9.           (a)         Orders are accepted subject to the incorporation in the contract of these conditions

of sale and any special conditions of sale, which shall override and exclude any terms and conditions proposed by the Buyer, except insofar as acceptance of the same has been communicated by us to the Buyer in writing.

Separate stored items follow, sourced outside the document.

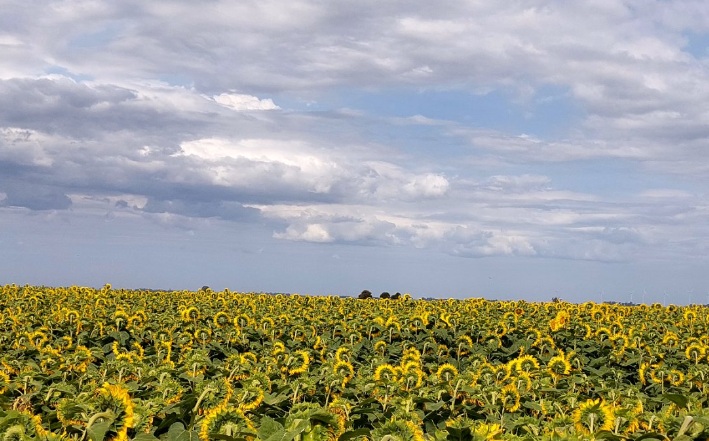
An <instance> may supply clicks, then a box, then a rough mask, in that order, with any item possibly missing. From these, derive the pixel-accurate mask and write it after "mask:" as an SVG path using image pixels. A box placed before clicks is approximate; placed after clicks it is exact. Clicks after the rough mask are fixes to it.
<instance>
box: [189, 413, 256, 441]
mask: <svg viewBox="0 0 709 441" xmlns="http://www.w3.org/2000/svg"><path fill="white" fill-rule="evenodd" d="M212 435H226V436H229V437H233V438H245V439H246V440H253V439H255V435H256V428H255V427H254V424H253V422H252V421H251V420H250V419H249V418H248V417H247V416H246V415H244V412H242V411H241V410H240V409H239V408H236V407H228V406H220V407H217V408H215V409H213V410H211V411H210V412H209V413H207V415H205V417H204V419H203V420H202V424H201V426H200V431H199V439H200V440H201V441H209V440H211V439H212Z"/></svg>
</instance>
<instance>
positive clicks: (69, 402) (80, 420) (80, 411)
mask: <svg viewBox="0 0 709 441" xmlns="http://www.w3.org/2000/svg"><path fill="white" fill-rule="evenodd" d="M55 409H56V411H57V419H58V420H59V422H60V423H62V426H64V427H67V426H86V421H85V419H84V418H85V415H86V407H85V406H84V405H83V404H82V403H81V402H80V401H78V400H76V399H74V398H62V399H60V400H59V401H58V402H57V404H56V407H55Z"/></svg>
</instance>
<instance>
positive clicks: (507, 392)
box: [500, 383, 521, 412]
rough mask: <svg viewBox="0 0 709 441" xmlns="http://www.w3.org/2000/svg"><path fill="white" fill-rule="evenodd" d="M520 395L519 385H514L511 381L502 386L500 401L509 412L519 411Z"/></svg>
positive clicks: (500, 392) (519, 405)
mask: <svg viewBox="0 0 709 441" xmlns="http://www.w3.org/2000/svg"><path fill="white" fill-rule="evenodd" d="M520 398H521V397H520V395H519V390H517V387H516V386H515V385H514V383H510V384H508V385H507V386H505V387H503V388H502V391H501V392H500V401H501V402H502V407H503V408H504V409H505V410H506V411H507V412H517V411H518V410H519V407H520Z"/></svg>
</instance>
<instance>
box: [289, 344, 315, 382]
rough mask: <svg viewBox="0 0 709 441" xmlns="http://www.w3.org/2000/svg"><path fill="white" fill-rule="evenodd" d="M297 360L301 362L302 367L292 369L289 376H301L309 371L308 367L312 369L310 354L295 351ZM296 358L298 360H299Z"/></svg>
mask: <svg viewBox="0 0 709 441" xmlns="http://www.w3.org/2000/svg"><path fill="white" fill-rule="evenodd" d="M294 354H295V355H296V357H297V358H299V359H300V360H301V363H300V365H298V366H296V367H292V368H290V369H289V370H288V375H290V376H294V375H300V374H303V373H305V372H307V371H308V367H310V354H309V353H308V351H306V350H302V349H301V350H298V351H295V353H294ZM297 358H296V359H297Z"/></svg>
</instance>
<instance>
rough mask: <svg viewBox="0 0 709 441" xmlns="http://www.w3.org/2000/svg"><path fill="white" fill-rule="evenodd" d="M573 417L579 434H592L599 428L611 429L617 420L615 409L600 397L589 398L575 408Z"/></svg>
mask: <svg viewBox="0 0 709 441" xmlns="http://www.w3.org/2000/svg"><path fill="white" fill-rule="evenodd" d="M571 418H572V420H573V422H574V428H575V429H576V432H577V433H578V434H582V435H590V434H593V433H596V432H598V431H599V430H611V429H613V424H614V422H615V415H614V414H613V409H612V407H611V406H610V405H609V404H606V403H604V402H602V401H601V400H600V399H596V400H587V401H585V402H583V403H581V404H579V406H578V407H577V408H576V410H574V412H573V414H572V415H571Z"/></svg>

              (b)         Terms and conditions proposed by the Buyer cannot be accepted by our staff

without express written sanction; it is the Buyer’s responsibility to ensure that such sanction has been given.

 

CONSTRUCTION

10.         Where the context admits:

              (i)           the singular shall include the plural and vice versa;

              (ii)          the male gender shall include the female gender and vice versa;

              (iii)         the term ‘person’ shall include a corporate as well as an unincorporate person.

 

GOVERNING LAW

11.         The validity construction and performance of the contract shall be governed by laws of England and both parties shall submit to the non-exclusive jurisdiction of the Courts of Singapore.

 

TRADE CUSTOMS

12.         The following extract from the Code of Trade Customs adopted by the Paper Makers

Association of Great Britain and Ireland shall apply to the contract to the extent that the context admits:

 

“MACHINE MADE WRITING AND PRINTING PAPERS. A ream, unless otherwise specified, shall contain 500 sheets,” and be sold at a price per ream or price per lb, as ordered, nominal weight charged. Reams graded as “Good”, “Retree” and “Broke”. Price of “Retree” 10 per cent and “Broke” 20 per cent, less than “Good”. – CARDS, PASTEBOARDS, NEWS, GREASEPROOF and similar papers. A Ream unless otherwise specified, shall contain 480 sheets. Actual weight chargeable up to 2½ per cent, above nominal. – WRAPPINGS and similar papers. A Ream unless otherwise specified, shall contain 480 sheets. Actual weight chargeable up to 5 per cent above nominal. – REELS charges by weight (inclusive of Centres, if not wood or metal). Claims for shortage must be based upon results obtained from yardage measurement. – HAND MADE PAPERS. A “Mill” Ream “Good” or “Retree”, contains 472 sheets and consists of 18 “Insides” quire of 24 sheets and 2 “Outsides” quire of 20 sheets each. An “Insides” ream “Good” or “Retree” contains 480 sheets and consists of 20 “Insides” quires of 20 sheets each. In all cases the “Outsides” quires are placed one at the top and one at bottom of ream.

 

In all quantities, variations in substance shall not exceed 5 per cent either way. Reels shall not vary in measurement more than ½ percent with a maximum variation of ¼ in. Variation in measurement of Sheets shall not exceed ½ per cent either way above or below ordered size, with a maximum of ½ in. For special makings, order is duly executed if within following limits either way, 1 ton or less 12½ per cent; above 1 ton and up to 5 tons or 7½ per cent; above 5 tons 5 per cent. Any excess beyond such limits shall be cut down to nearest standard size and taken by Buyer or proportionate price – for Special Water-Marks Buyers must pay for Rolls or Moulds. – Where delivery of making order is delayed by Buyers, if order is ready at ordered date it shall be invoiced forthwith and invoice must be taken to account. Paper stored at Mill free for 14 days, afterwards subject to rent. Maximum period for storing, 3 months – in all cases chargeable weight shall include weight of necessary Ream and Reel Wrappers. All claims to be made in writing within 14 days delivery. – Boards, Frames, Cases and Special Centres, shall be chargeable at reasonable rates to be refunded in full when returned within reasonable time carriage paid and in good condition”.